# Kapampangan: buri mu/bisa ka



## jhia

ei (^_^)

I'm quite confused with these two.

My friend told me that when offering food I should say _*'bisa ka'*_ and not _*'buri mu' *_when in fact both share the same meaning.

Could someone please explain?

Thank you!


----------



## niernier

Hindi ko masyadong alam ang wikang Kapampangan pero ang alam ko ay may mga pagkakataong hindi talaga pwedeng pagpalitin ang dalawang salita na iyan. Pero sa Tagalog, "gusto" lang ibig sabihin ng bisa/buri. Tingin ko walang maliwanang na rule pero ishare ko na rin sa'yo kung ano ang alam ko. Stock knowledge lang.

Halimbawa:
Pwede mong sabihin _nanung buri mung ulam?_ (anong gusto mong ulam(curiosity))
pero hindi ang _nanung bisa mung ulam?_

Ang explanation diyan, ang _bisa_ daw dapat laging may action na kasunod unless implied na tulad kung sasagot ka sa tanong.

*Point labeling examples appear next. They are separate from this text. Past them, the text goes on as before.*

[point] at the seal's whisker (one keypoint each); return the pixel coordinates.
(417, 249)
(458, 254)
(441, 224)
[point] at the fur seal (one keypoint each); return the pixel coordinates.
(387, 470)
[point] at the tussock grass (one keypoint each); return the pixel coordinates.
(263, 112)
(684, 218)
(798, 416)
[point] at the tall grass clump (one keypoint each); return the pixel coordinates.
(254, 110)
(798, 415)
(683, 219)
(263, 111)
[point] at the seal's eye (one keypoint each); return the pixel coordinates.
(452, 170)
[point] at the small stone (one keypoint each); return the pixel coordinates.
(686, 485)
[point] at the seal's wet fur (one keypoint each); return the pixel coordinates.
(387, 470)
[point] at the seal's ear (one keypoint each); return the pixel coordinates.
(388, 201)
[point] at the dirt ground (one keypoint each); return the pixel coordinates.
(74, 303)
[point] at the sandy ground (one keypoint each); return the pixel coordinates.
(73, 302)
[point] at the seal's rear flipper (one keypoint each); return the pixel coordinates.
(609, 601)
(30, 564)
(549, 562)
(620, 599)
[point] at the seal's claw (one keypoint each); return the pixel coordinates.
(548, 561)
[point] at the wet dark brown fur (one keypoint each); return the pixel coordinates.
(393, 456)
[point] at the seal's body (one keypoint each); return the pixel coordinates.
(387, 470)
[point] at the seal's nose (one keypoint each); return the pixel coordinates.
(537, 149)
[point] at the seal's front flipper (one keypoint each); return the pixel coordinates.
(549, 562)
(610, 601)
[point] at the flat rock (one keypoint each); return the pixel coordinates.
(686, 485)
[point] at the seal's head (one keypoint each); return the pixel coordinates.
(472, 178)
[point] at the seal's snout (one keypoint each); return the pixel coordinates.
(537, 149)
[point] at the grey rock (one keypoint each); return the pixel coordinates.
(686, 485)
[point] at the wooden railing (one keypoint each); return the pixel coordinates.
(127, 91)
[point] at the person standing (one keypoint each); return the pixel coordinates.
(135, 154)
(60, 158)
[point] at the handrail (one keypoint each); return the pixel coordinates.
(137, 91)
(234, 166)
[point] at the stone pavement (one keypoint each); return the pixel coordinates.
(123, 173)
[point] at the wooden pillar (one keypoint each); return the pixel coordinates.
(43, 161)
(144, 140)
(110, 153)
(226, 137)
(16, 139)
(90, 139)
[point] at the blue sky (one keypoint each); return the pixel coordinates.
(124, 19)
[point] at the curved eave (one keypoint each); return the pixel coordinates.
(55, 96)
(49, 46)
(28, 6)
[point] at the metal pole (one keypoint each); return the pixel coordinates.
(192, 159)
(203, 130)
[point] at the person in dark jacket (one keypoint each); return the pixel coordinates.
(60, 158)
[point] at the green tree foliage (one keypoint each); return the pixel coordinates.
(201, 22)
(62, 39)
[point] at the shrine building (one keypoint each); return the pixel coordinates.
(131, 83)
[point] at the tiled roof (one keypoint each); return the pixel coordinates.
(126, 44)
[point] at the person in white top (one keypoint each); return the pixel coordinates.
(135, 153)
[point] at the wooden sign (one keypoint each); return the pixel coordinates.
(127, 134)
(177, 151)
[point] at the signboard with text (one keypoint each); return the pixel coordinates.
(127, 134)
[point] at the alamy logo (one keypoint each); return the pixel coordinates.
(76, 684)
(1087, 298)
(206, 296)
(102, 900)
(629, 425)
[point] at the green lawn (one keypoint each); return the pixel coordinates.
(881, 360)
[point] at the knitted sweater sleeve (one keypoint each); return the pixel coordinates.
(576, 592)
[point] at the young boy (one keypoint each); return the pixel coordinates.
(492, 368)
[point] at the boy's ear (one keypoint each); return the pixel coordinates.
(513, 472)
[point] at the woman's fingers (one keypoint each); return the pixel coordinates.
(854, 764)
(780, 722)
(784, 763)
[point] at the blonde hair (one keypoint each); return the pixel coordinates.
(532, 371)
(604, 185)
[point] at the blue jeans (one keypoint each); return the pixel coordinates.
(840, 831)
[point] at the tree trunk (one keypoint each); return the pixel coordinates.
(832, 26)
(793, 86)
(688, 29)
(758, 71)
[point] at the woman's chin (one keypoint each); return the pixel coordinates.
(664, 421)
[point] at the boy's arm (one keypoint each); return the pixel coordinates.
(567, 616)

Going back to your question, if you are holding the food and want to offer it to somebody, I also think that both 'bisa ka' and 'buri mu' can be said. Perhaps you should also ask for an explanation from your friend. I am also interested as to how they differentiate the use of these two words. I think that this is something innate to them.


----------



## jhia

ei niernier (^_^)

Thanks for the quick reply.

Actually I did ask and she said _*'buri'*_ is used when you're dealing with intangible things, feelings, for instance.
Ex. Buri da ka = Gusto kita

_*'Bisa'*,_ on the other hand, is used for concrete things such as food and clothes.
Ex. When you're offering the food on your hand you say _*"bisa ka?"  (gusto mo?)*_ and if he/she doesn't want then he/she would say _*"ali ku bisa?"  (ayoko).*_

Halimbawa:
Pwede mong sabihin _nanung buri mung ulam?_ (anong gusto mong ulam(curiosity))
pero hindi ang _nanung bisa mung ulam?_

You're example is excellent. Believe it or not ulam was also the one she used to further illustrate. She said if you'll ask what viand to cook, the appropriate would be the one you provided '_nanung buri mung ulam?'_. Ang saktong sabi nya ay "pag ang ulam hindi pa luto 'buri' daw ang gagamitin, pag naman luto na 'bisa'. That's what confuses me. Sabi nya ganun daw talaga yun. There's no specific rule.  ​


----------